Effort: 4-6 hours Files Modified: core/model_persistence.py, core/acm_main.py


FORECAST-STATE-02: Continuous Forecasting Logic 🔴 CRITICAL

File: core/forecasting.py Function: run_enhanced_forecasting_sql()

Changes:

  1. Load previous state:
prev_state = load_forecast_state(artifact_root, equip)
if prev_state:
    Console.info(f"[FORECAST] Loaded state v{prev_state.state_version}, last retrain {prev_state.last_retrain_time}")
  1. Sliding window instead of single batch:
# OLD: use only current batch health data
# NEW: combine last 72h from ACM_HealthTimeline + current batch
lookback_hours = 72
cutoff_time = current_batch_start - timedelta(hours=lookback_hours)
df_health_combined = load_health_timeline(sql_client, equip_id, since=cutoff_time)
  1. Conditional retraining:
def should_retrain(prev_state, current_metrics, config) -> Tuple[bool, str]:
    """
    Decide if full retrain needed.
    Returns: (retrain_needed, reason)
    """
    drift_threshold = config.get("forecasting", {}).get("drift_retrain_threshold", 1.5)
    energy_threshold = config.get("forecasting", {}).get("energy_spike_threshold", 1.5)
    error_threshold = config.get("forecasting", {}).get("forecast_error_threshold", 2.0)
    
    # Check drift
    drift_recent = get_recent_drift_metrics(sql_client, equip_id, window_hours=6)
    if drift_recent["DriftValue"].mean() > drift_threshold:
        return True, f"Drift exceeded {drift_threshold}"
    
    # Check anomaly energy spike
    energy_p95 = current_metrics.get("anomaly_energy_p95", 0)
    energy_median = current_metrics.get("anomaly_energy_median", 1)
    if energy_p95 > energy_threshold * energy_median:
        return True, f"Energy spike {energy_p95:.2f} > {energy_threshold}x median"
    
    # Check forecast quality degradation
    if prev_state and prev_state.forecast_quality:
        prev_rmse = prev_state.forecast_quality.get("rmse", 0)
        current_rmse = current_metrics.get("forecast_rmse", 0)
        if prev_rmse > 0 and current_rmse > error_threshold * prev_rmse:
            return True, f"Forecast error {current_rmse:.2f} > {error_threshold}x baseline"
    
    return False, "Model stable, incremental update"

# In main forecast logic:
retrain_needed, retrain_reason = should_retrain(prev_state, current_metrics, config)
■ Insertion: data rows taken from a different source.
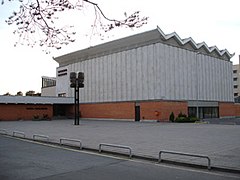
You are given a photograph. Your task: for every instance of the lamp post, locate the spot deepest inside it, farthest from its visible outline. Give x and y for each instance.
(76, 82)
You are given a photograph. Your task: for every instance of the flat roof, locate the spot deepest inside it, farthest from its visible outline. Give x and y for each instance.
(134, 41)
(35, 100)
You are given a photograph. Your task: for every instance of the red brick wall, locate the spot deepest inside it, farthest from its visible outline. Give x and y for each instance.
(226, 109)
(127, 110)
(164, 109)
(108, 110)
(9, 112)
(229, 109)
(237, 110)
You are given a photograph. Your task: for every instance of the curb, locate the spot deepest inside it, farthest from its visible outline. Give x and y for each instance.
(134, 156)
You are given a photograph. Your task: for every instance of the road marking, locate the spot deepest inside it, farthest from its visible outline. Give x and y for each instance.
(221, 174)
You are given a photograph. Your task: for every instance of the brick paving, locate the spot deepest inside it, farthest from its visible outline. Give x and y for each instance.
(220, 142)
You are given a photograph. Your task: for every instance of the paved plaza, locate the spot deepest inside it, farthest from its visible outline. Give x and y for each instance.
(218, 141)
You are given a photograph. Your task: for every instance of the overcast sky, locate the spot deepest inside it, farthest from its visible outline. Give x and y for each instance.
(217, 22)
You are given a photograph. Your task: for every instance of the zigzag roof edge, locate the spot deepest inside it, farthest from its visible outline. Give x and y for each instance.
(196, 46)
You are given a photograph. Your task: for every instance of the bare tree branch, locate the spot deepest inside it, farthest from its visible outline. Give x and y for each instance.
(38, 17)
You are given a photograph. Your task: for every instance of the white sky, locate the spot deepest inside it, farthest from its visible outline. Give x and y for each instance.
(217, 22)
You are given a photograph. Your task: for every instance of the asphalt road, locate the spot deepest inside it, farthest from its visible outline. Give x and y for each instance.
(22, 159)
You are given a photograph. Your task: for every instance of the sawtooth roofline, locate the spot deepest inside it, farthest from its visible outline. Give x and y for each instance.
(138, 40)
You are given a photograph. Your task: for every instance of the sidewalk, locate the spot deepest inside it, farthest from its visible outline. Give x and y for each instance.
(220, 142)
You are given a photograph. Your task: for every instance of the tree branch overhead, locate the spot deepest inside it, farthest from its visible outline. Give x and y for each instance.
(37, 18)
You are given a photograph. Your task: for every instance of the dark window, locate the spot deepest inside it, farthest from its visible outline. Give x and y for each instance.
(62, 95)
(62, 72)
(204, 112)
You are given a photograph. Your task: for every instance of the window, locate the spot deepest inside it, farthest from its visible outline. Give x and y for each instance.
(62, 72)
(47, 82)
(62, 95)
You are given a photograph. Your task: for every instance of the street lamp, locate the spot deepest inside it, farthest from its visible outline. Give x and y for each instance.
(76, 82)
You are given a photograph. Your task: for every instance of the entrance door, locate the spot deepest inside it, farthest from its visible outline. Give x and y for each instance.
(137, 113)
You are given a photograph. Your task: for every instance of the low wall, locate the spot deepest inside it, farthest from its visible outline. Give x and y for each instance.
(155, 110)
(13, 112)
(229, 110)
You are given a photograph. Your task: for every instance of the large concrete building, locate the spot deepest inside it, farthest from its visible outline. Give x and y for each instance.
(150, 75)
(236, 80)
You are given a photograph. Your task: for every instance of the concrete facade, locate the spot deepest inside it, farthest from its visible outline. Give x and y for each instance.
(151, 69)
(236, 79)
if not retrain_needed and prev_state:
    # Incremental update: use existing model params, extend training window
    model_params = prev_state.model_params
    Console.info(f"[FORECAST] Incremental update: {retrain_reason}")
else:
    # Full retrain
    model_params = train_forecast_model(df_health_combined)
    Console.info(f"[FORECAST] Full retrain: {retrain_reason}")
  1. Horizon merging with temporal blending:
def merge_forecast_horizons(
    prev_horizon: pd.DataFrame,  # columns: Timestamp, ForecastHealth, CI_Lower, CI_Upper
    new_horizon: pd.DataFrame,
    current_time: datetime,
    blend_tau_hours: float = 12.0
) -> pd.DataFrame:
    """
    Merge overlapping forecast horizons with exponential decay weighting.
    
    Logic:
    - Keep all past points (Timestamp < current_time)
    - For overlapping future points, blend: w_new = 1 - exp(-dt/tau), w_prev = exp(-dt/tau)
    - Append non-overlapping new points
    """
    if prev_horizon.empty:
        return new_horizon
    
    # Filter to future points only
    prev_future = prev_horizon[prev_horizon["Timestamp"] >= current_time].copy()
    new_future = new_horizon[new_horizon["Timestamp"] >= current_time].copy()
    
    if prev_future.empty:
        return new_horizon
    
    # Merge on timestamp
    merged = pd.merge(
        prev_future, new_future,
        on="Timestamp", how="outer", suffixes=("_prev", "_new")
    ).sort_values("Timestamp")
    
    # Calculate blend weights
    dt_hours = (merged["Timestamp"] - current_time).dt.total_seconds() / 3600
    w_new = 1 - np.exp(-dt_hours / blend_tau_hours)
    w_prev = np.exp(-dt_hours / blend_tau_hours)
    
    # Blend values
    merged["ForecastHealth"] = (
        merged["ForecastHealth_new"].fillna(0) * w_new +
        merged["ForecastHealth_prev"].fillna(0) * w_prev
    )
    merged["CI_Lower"] = (
        merged["CI_Lower_new"].fillna(0) * w_new +
        merged["CI_Lower_prev"].fillna(0) * w_prev
    )
    merged["CI_Upper"] = (
        merged["CI_Upper_new"].fillna(0) * w_new +
        merged["CI_Upper_prev"].fillna(0) * w_prev
    )
    
    return merged[["Timestamp", "ForecastHealth", "CI_Lower", "CI_Upper"]]

# In main forecast logic:
merged_horizon = merge_forecast_horizons(
    prev_state.last_forecast_horizon if prev_state else pd.DataFrame(),
    new_forecast_df,
    current_batch_time,
    blend_tau_hours=config.get("forecasting", {}).get("blend_tau_hours", 12.0)
)
  1. Save updated state:
new_state = ForecastState(
    equip_id=equip_id,
    state_version=(prev_state.state_version + 1) if prev_state else 1,
    model_type="AR1",
    model_params=model_params,
    residual_variance=residual_variance,
    last_forecast_horizon=merged_horizon,
    hazard_baseline=smoothed_hazard,  # see FORECAST-STATE-03
    last_retrain_time=datetime.now() if retrain_needed else prev_state.last_retrain_time,
    training_data_hash=compute_hash(df_health_combined),
    training_window_hours=lookback_hours,
    forecast_quality={"rmse": rmse, "mae": mae, "mape": mape}
)
save_forecast_state(new_state, artifact_root, equip)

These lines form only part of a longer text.